The two general classes of soup already mentioned permit of numerous methods of classification. For instance, soups are sometimes named from the principal ingredient or an imitation of it, as the names potato soup, beef soup, macaroni soup, mock-turtle soup testify. Again, both stimulating and nutritious soups may be divided into thin and thick soups, thin soups usually being clear, and thick soups, because of their nature, cloudy. When the quality of soups is considered, they are placed in still different classes and are called broth, bisque, consomme, puree, and so on. Another important classification of soups results from the nationality of the people who use them. While soups are classified in other ways, it will be sufficient for all practical purposes if the housewife understands these three principal classes.

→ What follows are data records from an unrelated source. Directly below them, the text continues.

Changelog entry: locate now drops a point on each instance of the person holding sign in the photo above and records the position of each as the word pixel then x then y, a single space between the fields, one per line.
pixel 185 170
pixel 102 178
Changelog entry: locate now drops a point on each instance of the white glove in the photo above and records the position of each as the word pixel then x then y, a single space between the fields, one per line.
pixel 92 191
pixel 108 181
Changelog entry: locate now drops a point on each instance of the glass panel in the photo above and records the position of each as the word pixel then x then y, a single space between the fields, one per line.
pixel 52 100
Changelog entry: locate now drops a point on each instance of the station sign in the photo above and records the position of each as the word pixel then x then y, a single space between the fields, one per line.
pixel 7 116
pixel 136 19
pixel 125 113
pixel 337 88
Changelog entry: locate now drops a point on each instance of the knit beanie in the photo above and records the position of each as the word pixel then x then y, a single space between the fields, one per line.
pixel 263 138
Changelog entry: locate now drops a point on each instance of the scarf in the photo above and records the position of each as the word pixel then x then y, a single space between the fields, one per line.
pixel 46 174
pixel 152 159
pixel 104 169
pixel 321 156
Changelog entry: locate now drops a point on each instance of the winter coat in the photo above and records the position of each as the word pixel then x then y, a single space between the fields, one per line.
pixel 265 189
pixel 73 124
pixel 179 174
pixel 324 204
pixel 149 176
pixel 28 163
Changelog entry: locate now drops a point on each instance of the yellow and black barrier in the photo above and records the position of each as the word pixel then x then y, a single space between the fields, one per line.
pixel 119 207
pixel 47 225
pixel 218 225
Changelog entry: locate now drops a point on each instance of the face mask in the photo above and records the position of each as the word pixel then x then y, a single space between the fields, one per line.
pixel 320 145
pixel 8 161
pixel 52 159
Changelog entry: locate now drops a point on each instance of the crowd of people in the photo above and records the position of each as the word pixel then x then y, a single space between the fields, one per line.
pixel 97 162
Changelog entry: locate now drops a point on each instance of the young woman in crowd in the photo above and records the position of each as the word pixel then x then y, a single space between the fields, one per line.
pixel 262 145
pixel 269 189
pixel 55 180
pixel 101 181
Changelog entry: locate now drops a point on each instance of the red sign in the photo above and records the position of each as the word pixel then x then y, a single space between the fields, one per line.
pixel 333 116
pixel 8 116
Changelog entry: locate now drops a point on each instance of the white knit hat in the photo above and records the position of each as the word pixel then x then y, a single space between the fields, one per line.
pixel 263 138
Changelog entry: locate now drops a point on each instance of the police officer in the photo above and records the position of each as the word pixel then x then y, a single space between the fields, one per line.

CLASSES DENOTING CONSISTENCY.--As has already been pointed out, soups are of only two kinds when their consistency is thought of, namely, clear soups and thick soups.
CLEAR SOUPS are those made from carefully cleared stock, or soup foundation, and flavored or garnished with a material from which the soup usually takes its name. There are not many soups of this kind, bouillon and consomme being the two leading varieties, but in order to be palatable, they require considerable care in making.
CLASSES DENOTING QUALITY.--When attention is given to the quality of soup, this food divides itself into several varieties, namely, broth, cream soup, bisque, chowder, and puree.
BROTHS have for their foundation a clear stock. They are sometimes a thin soup, but other times they are made quite thick with vegetables, rice, barley, or other material, when they are served as a substantial part of a meal.
CREAM SOUPS are highly nutritious and are of great variety. They have for their foundation a thin cream sauce, but to this are always added vegetables, meat, fish, or grains.
BISQUES are thick, rich soups made from game, fish, or shell fish, particularly crabs, shrimp, etc. Occasionally, vegetables are used in soup of this kind.